(Cerita Taranak dan Walak Minahasa)
Map of the Minahasa 1873 |
Dalam bahasa Minahasa Kawanua sering di artikan sebagai penduduk negeri atau wanua-wanua yang bersatu atau "Mina-Esa" (Orang Minahasa). Kata Kawanua telah diyakini berasal dari kata Wanua. Karena kata Wanua
dalam bahasa Melayu Tua (Proto Melayu), diartikan sebagai wilayah
pemukiman. Mungkin karena beberapa ribu tahun yang lalu, bangsa Melayu
tua telah tersebar di seluruh wilayah Asia Tenggara hingga ke kepulauan
pasifik. Setelah mengalami perkembangan sejarah yang cukup panjang, maka
pengertian kata Wanua juga mengalami perkembangan. Tadinya kata Wanua
diartikan sebagai wilayah pemukiman, kini berkembang menjadi desa,
negeri bahkan dapat diartikan sebagai negara. Sementara dalam bahasa
Minahasa, kata Wanua diartikan sebagai negeri atau desa.
Jadi, dapat disimpulkan bahwa istilah Wanua
- yang diartikan sebagai tempat pemukiman - sudah digunakan sejak orang
Minahasa masih merupakan satu taranak ketika berkediaman di pegunungan
Wulur-Mahatus, yang kemudian mereka terbagi menjadi tiga kelompok
Taranak, masing-masing:
- Makarua Siouw
- Makatelu Pitu
- Telu Pasiowan
Karena sistem Taranak melahirkan bentuk pemerintahan
turun-temurun, maka pada abad ke-17 terjadi suatu persengketaan antara
ketiga taranak tersebut. Persengketaan terjadi karena taranak Makatelu
Pitu, mengikat pernikahan dengan "Makarua Siouw", sehingga leluhur Muntu-untu dan Mandey dari "Makatelu Pitu" muncul sebagai kelompok Taranak yang terkuat dan memegang pemerintahan pada seluruh Wanua - yang waktu itu terdiri dari:
- Tountumaratas
- Tountewu
- Toumbuluk
Dengan bertambahnya penduduk Minahasa, maka
Tountumaratas berkembang menjadi Tounkimbut dan Toumpakewa. Untuk
menyatakan kedua kelompok itu satu asal, maka dilahirkan suatu istilah Pakasa’an yang berasal dari kata Esa. Pakasa’an berarti satu
yakni, Toungkimbut di pegunungan dan Toumpakewa di dekat pantai. Lalu
istilah Walak dimunculkan kembali. Perkembangan selanjutnya nama
walak-walak tua di wilayah Tountemboan berganti nama menjadi walak
Kawangkoan Tombasian, Rumo’ong dan Sonder.
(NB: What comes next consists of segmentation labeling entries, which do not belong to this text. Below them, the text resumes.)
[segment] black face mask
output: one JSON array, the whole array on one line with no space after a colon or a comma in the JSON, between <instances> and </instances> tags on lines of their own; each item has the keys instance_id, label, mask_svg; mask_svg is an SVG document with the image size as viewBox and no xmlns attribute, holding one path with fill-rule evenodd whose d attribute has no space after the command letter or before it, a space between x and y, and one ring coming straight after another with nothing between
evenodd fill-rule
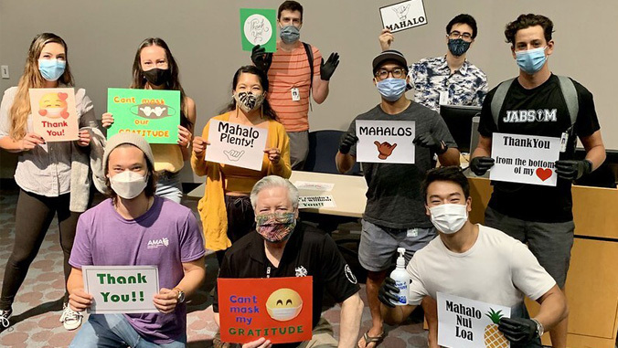
<instances>
[{"instance_id":1,"label":"black face mask","mask_svg":"<svg viewBox=\"0 0 618 348\"><path fill-rule=\"evenodd\" d=\"M169 69L151 69L147 71L143 71L144 77L146 78L146 80L150 82L151 85L161 86L169 81L170 77L172 76Z\"/></svg>"}]
</instances>

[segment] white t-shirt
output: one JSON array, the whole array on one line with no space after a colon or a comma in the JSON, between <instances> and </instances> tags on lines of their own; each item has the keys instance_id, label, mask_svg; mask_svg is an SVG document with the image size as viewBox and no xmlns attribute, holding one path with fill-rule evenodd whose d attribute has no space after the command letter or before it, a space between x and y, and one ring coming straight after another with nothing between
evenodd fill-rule
<instances>
[{"instance_id":1,"label":"white t-shirt","mask_svg":"<svg viewBox=\"0 0 618 348\"><path fill-rule=\"evenodd\" d=\"M409 303L444 292L470 300L510 307L521 316L524 295L536 301L556 281L520 241L478 225L478 238L464 253L444 246L440 237L416 252L407 267Z\"/></svg>"}]
</instances>

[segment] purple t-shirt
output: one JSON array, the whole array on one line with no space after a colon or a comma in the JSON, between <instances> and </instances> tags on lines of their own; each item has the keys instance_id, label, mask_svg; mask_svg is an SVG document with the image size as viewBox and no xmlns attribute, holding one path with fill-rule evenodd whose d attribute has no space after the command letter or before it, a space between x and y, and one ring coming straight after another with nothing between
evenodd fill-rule
<instances>
[{"instance_id":1,"label":"purple t-shirt","mask_svg":"<svg viewBox=\"0 0 618 348\"><path fill-rule=\"evenodd\" d=\"M106 199L80 216L69 263L82 266L154 265L159 287L172 289L185 276L182 263L204 256L204 240L190 209L154 196L150 209L134 220L116 212ZM186 331L186 308L169 314L124 314L148 341L166 343Z\"/></svg>"}]
</instances>

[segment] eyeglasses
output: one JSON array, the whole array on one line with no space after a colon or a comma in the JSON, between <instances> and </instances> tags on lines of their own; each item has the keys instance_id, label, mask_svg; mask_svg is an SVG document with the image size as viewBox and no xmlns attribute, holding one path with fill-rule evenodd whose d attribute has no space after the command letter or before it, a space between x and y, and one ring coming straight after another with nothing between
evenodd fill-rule
<instances>
[{"instance_id":1,"label":"eyeglasses","mask_svg":"<svg viewBox=\"0 0 618 348\"><path fill-rule=\"evenodd\" d=\"M460 33L458 31L452 31L451 34L449 34L449 38L463 38L464 41L472 41L472 34L470 33Z\"/></svg>"},{"instance_id":2,"label":"eyeglasses","mask_svg":"<svg viewBox=\"0 0 618 348\"><path fill-rule=\"evenodd\" d=\"M395 79L401 79L404 76L406 76L406 69L402 68L395 68L392 70L387 70L386 69L380 69L379 70L376 71L376 78L378 79L384 79L389 77L389 74L392 76Z\"/></svg>"}]
</instances>

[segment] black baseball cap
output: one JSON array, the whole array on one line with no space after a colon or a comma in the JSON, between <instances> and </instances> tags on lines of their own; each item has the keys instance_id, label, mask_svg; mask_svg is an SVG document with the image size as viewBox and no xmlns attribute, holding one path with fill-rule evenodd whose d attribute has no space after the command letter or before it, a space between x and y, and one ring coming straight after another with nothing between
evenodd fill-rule
<instances>
[{"instance_id":1,"label":"black baseball cap","mask_svg":"<svg viewBox=\"0 0 618 348\"><path fill-rule=\"evenodd\" d=\"M398 50L395 49L387 49L386 51L382 51L380 54L376 56L375 58L373 58L373 72L374 74L376 73L376 70L378 70L378 68L379 68L380 65L382 65L383 62L386 60L394 60L401 65L401 67L408 69L408 62L406 61L406 58L403 57L403 54Z\"/></svg>"}]
</instances>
Kemudian kelompok masyarakat Tountewo membelah menjadi dua kelompok yakni:
- Tounsea and
- Toundano.
Menurut Drs. Corneles Manoppo, masyarakat Toundano terbelah lagi menjadi dua yakni:
- Masyarakat yang bermukim di sekitar danau Tondano dan
- Masyarakat "Toundanau" yang bermukim di wilayah Ratahan dan Tombatu
Masyarakat di sekitar Danau Tondano membentuk tiga walak yakni;
- Tondano Touliang,
- Tondano Toulimambot and
- Kakas-Remboken
Watu Pinawetengan 1890 |
Dengan hilangnya istilah Pakasaan Tountewo maka lahirlah istilah Pakasa’an Tonsea dan Pakasa’an Tondano.
Pakasa’an Tonsea terdiri dari tiga walak yakni Maumbi,
Kema dan Likupang. Abad 18 Tounsea hanya mengenal satu hukum besar
(Mayor) atau "Hukum Mayor", wilayah Maumbi, Likupang dan Kema di
perintah oleh Hukum kedua, sedangkan Tondano memiliki banyak
mayor-mayor.
Masyarakat Tombuluk sejak jaman Watu Pinawetengan abad
ke-7 tetap utuh satu Pakasa’an yang terdiri dari tiga walak yakni,
Tombariri, Tomohon dan Sarongsong. Dengan demikian istilah Wanua berkembang menjadi dua pengertian yaitu:
- Ro’ong atau negeri,
- Pengertian sempit, artinya Negeri yang sama dengan Ro’ong (desa atau kampung)
Jadi, kata Wanua, memiliki dua unsur yaitu:
- Ro’ong atau negeri
- Taranak atau penduduk
Ro’ong itu sendiri memiliki unsur:
- Wale, artinya rumah dan
- Tana. Kata Tana dalam bahasa Minahasa punya arti luas yaitu mencakup Talun (hutan), dan Uma (kebun atau kobong)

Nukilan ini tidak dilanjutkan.